The day before me and the night behind,

Above me heaven unfurled, the floor of waves beneath me,—

A glorious dream! though now the glories fade.

Alas! the wings that lift the mind no aid

Of wings to lift the body can bequeath me.”

Not long afterwards, Faust sees “the black dog roving there through cornfields and stubble,” the dog who is the same as the devil, the tempter, in whose hellish fires Faust has singed his wings. When he believed that he was expressing his great longing for the beauty of the sun and the earth, “he went astray thereover” and fell into the hands of “the Evil One.”

“Yes, resolute to reach some brighter distance,

On earth’s fair sun I turn my back.”

This is what Faust had said shortly before, in true recognition of the state of affairs. The honoring of the beauty of nature led the Christian of the Middle Ages to pagan thoughts which lay in an antagonistic relation to his conscious religion, just as once Mithracism was in threatening competition with Christianity, for Satan often disguises himself as an angel of light.[[108]]

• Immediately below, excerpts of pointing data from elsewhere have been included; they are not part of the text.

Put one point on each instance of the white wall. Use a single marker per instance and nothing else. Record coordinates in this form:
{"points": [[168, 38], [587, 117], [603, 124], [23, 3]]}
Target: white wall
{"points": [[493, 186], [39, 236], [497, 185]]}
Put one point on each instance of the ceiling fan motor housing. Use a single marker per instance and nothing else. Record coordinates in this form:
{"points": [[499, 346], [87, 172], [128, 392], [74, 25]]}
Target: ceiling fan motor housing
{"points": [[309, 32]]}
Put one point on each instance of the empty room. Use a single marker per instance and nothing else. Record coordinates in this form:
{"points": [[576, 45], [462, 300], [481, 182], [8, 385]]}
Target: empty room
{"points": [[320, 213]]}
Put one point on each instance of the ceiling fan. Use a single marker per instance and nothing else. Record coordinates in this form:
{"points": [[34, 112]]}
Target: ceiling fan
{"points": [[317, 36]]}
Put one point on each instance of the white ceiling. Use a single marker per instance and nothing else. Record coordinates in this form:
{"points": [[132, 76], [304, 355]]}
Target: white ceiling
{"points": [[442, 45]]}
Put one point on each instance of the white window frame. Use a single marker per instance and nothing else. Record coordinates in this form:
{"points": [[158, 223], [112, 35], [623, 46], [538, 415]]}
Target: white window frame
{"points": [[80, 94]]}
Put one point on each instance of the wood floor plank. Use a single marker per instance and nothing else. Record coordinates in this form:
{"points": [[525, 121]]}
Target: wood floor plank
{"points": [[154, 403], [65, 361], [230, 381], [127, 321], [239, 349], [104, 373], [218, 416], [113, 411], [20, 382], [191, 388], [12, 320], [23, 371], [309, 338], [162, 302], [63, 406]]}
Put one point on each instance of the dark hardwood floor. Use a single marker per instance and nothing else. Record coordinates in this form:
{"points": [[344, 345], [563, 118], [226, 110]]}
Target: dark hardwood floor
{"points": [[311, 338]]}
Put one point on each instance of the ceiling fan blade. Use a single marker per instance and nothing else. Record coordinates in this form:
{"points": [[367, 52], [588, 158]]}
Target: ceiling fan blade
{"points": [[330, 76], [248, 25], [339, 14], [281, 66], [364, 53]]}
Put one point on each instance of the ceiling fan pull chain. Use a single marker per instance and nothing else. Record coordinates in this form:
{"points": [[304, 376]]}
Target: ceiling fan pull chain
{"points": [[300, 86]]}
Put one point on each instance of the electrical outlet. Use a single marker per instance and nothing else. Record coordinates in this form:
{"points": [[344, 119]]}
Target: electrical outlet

The longing of Faust became his ruin. The longing for the Beyond had brought as a consequence a loathing for life, and he stood on the brink of self-destruction.[[109]] The longing for the beauty of this world led him anew to ruin, into doubt and pain, even to Marguerite’s tragic death. His mistake was that he followed after both worlds with no check to the driving force of his libido, like a man of violent passion. Faust portrays once more the folk-psychologic conflict of the beginning of the Christian era, but what is noteworthy, in a reversed order.